Now, Esfandyarpour and Davis are expanding their work to confirm the findings in a larger cohort of participants. Recruitment for the larger project, which aims to further confirm the success of the diagnostic test, is being done on a rolling basis. Those who are interested in participating should contact clinical research coordinator Anna Okumu.

Doubling up

“The team has already found a candidate drug that seems to restore healthy function to immune cells and plasma when tested in the assay.” Stanford News

In addition to diagnosing ME/CFS, the researchers are also harnessing the platform to screen for drug-based treatments, since currently the options are slim. “Using the nanoelectronics assay, we can add controlled doses of many different potentially therapeutic drugs to the patient’s blood samples and run the diagnostic test again,” Esfandyarpour said.

If the blood samples taken from those with ME/CFS still respond poorly to stress and generate a spike in electrical current, then the drug likely didn’t work. If, however, a drug seems to mitigate the jump in electrical activity, that could mean it is helping the immune cells and plasma better process stress.

So far, the team has already found a candidate drug that seems to restore healthy function to immune cells and plasma when tested in the assay.
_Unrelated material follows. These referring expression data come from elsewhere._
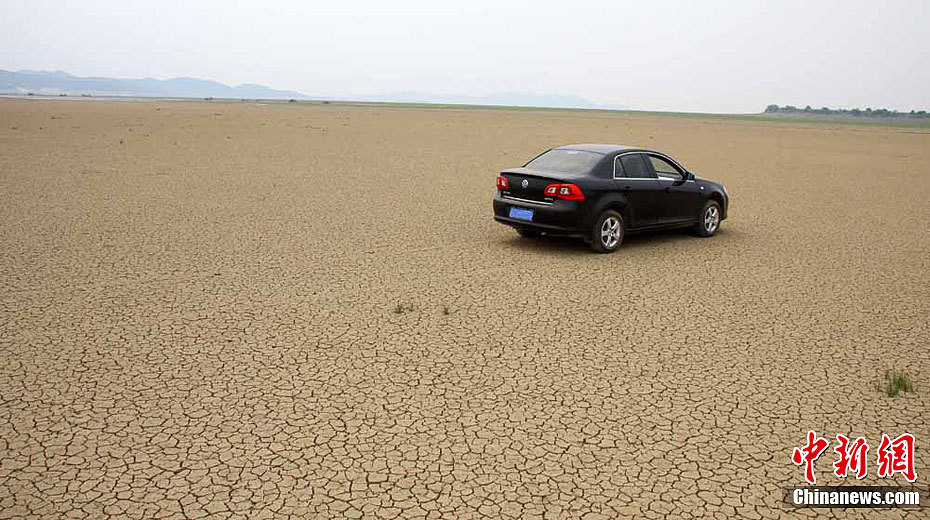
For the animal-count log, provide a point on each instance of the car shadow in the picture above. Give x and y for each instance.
(577, 246)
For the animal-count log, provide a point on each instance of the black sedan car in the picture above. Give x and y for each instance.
(601, 192)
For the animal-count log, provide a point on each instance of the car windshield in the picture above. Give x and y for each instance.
(565, 161)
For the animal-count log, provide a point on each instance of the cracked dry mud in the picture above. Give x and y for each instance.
(197, 316)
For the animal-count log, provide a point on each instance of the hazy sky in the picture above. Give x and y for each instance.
(697, 56)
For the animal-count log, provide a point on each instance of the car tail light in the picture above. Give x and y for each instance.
(564, 191)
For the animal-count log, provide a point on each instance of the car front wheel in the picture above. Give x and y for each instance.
(607, 233)
(709, 219)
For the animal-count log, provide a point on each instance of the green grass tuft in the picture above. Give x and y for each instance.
(897, 383)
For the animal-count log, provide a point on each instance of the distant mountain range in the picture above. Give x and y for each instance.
(519, 99)
(57, 82)
(49, 82)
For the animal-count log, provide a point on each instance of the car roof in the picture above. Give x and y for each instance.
(601, 148)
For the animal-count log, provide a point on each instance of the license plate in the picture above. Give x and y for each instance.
(521, 213)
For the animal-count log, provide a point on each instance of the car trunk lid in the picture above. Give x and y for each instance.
(528, 184)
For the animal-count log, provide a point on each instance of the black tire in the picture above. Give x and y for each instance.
(709, 219)
(606, 238)
(528, 233)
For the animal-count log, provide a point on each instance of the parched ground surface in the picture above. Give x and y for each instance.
(197, 316)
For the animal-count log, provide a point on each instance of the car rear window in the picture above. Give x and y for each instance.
(565, 161)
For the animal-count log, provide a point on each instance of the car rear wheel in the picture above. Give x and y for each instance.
(709, 219)
(607, 234)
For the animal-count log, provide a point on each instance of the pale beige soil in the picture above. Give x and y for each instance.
(196, 316)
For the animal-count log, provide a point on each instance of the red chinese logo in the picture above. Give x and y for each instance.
(852, 457)
(894, 456)
(808, 454)
(897, 456)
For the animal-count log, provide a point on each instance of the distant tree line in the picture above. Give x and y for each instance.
(868, 112)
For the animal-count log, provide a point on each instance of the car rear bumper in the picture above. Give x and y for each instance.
(561, 217)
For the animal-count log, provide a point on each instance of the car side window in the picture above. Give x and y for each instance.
(665, 169)
(634, 166)
(618, 167)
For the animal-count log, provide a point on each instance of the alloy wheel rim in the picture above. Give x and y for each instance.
(711, 219)
(610, 232)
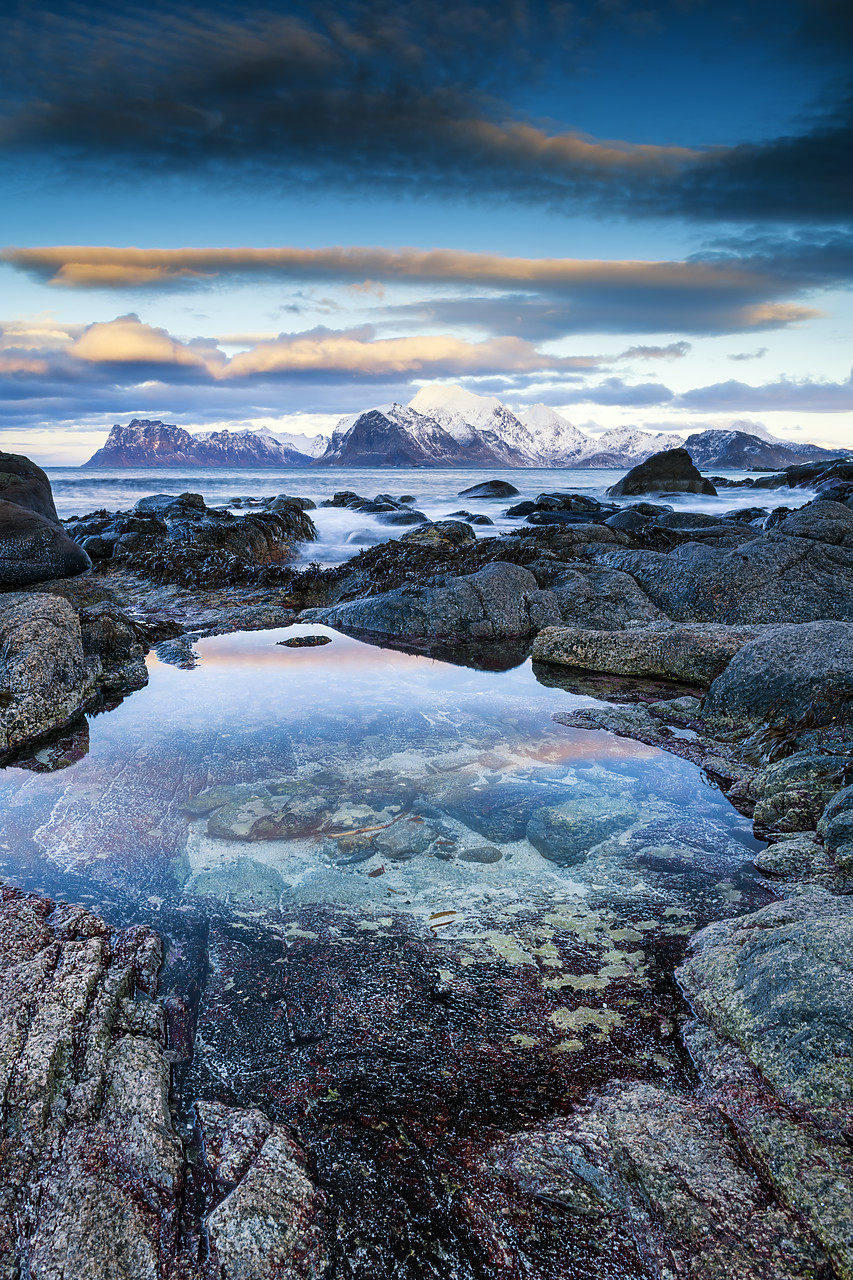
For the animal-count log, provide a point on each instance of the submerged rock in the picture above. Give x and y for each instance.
(565, 833)
(669, 471)
(489, 489)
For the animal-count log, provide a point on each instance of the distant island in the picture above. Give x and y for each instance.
(442, 426)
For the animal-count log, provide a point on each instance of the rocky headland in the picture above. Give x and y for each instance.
(145, 1133)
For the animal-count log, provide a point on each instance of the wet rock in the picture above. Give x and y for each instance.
(232, 1138)
(780, 576)
(689, 653)
(178, 653)
(273, 1223)
(479, 854)
(304, 641)
(441, 534)
(628, 521)
(405, 839)
(45, 676)
(242, 881)
(669, 471)
(779, 983)
(501, 812)
(109, 635)
(95, 1171)
(797, 676)
(693, 1201)
(269, 817)
(404, 517)
(799, 858)
(35, 549)
(565, 833)
(160, 503)
(790, 795)
(498, 600)
(489, 489)
(601, 599)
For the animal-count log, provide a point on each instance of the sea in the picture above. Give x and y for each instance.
(342, 533)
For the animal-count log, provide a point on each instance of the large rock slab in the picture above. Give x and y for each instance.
(797, 676)
(273, 1224)
(667, 471)
(602, 599)
(35, 549)
(779, 983)
(497, 602)
(45, 675)
(790, 574)
(694, 654)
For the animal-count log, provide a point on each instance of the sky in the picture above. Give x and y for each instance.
(238, 215)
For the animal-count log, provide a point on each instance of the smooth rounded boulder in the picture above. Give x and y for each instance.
(489, 489)
(26, 485)
(35, 549)
(669, 471)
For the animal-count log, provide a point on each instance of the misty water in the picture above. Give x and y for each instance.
(405, 910)
(341, 533)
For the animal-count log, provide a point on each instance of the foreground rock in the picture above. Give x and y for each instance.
(670, 471)
(95, 1171)
(694, 654)
(774, 1045)
(797, 677)
(498, 600)
(55, 661)
(26, 485)
(35, 549)
(179, 540)
(798, 571)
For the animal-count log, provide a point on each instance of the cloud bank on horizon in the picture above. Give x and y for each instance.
(720, 131)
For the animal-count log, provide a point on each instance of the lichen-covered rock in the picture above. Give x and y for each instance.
(272, 1225)
(690, 653)
(45, 676)
(798, 676)
(602, 599)
(692, 1197)
(779, 983)
(108, 634)
(500, 600)
(92, 1180)
(790, 795)
(788, 575)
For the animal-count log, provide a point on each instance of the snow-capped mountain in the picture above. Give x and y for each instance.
(624, 447)
(557, 440)
(146, 443)
(539, 438)
(737, 449)
(311, 446)
(392, 435)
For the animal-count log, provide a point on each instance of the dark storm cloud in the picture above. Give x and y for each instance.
(404, 97)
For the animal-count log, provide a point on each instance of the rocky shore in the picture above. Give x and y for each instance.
(185, 1153)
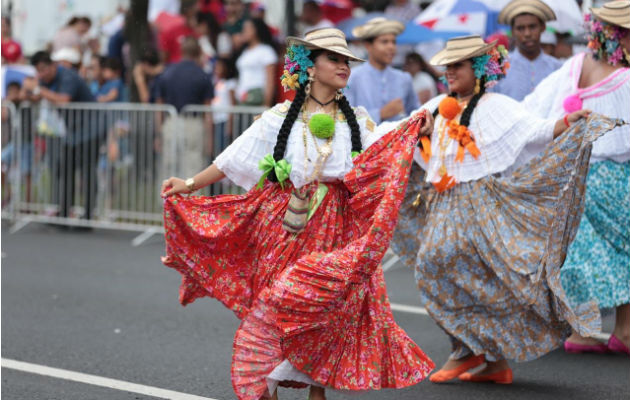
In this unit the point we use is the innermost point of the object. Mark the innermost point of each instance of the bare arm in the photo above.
(204, 178)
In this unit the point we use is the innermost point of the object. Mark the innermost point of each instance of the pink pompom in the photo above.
(572, 103)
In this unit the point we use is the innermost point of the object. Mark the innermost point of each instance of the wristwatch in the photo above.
(190, 184)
The drug, while successful in the assay, is not currently being used in people with ME/CFS, but Davis and Esfandyarpour are hopeful that they can test their finding in a clinical trial in the future.

All of the drugs being tested are either already approved by the Food and Drug Administration or will soon be broadly accessible to the public, which is key to fast access and dissemination should any of these compounds pan out.


Davis is a member of Stanford Bio-X, the Stanford Cancer Institute and the Stanford Maternal & Child Health Research Institute. Other Stanford authors of the study are research scientists Neda Nemat-Gorgani and Julie Wilhelmy and research assistant, Alex Kashi. The study was funded by the Open Medicine Foundation. Davis is the director of the foundation’s scientific advisory board. Stanford’s departments of Genetics and of Biochemistry also supported the work.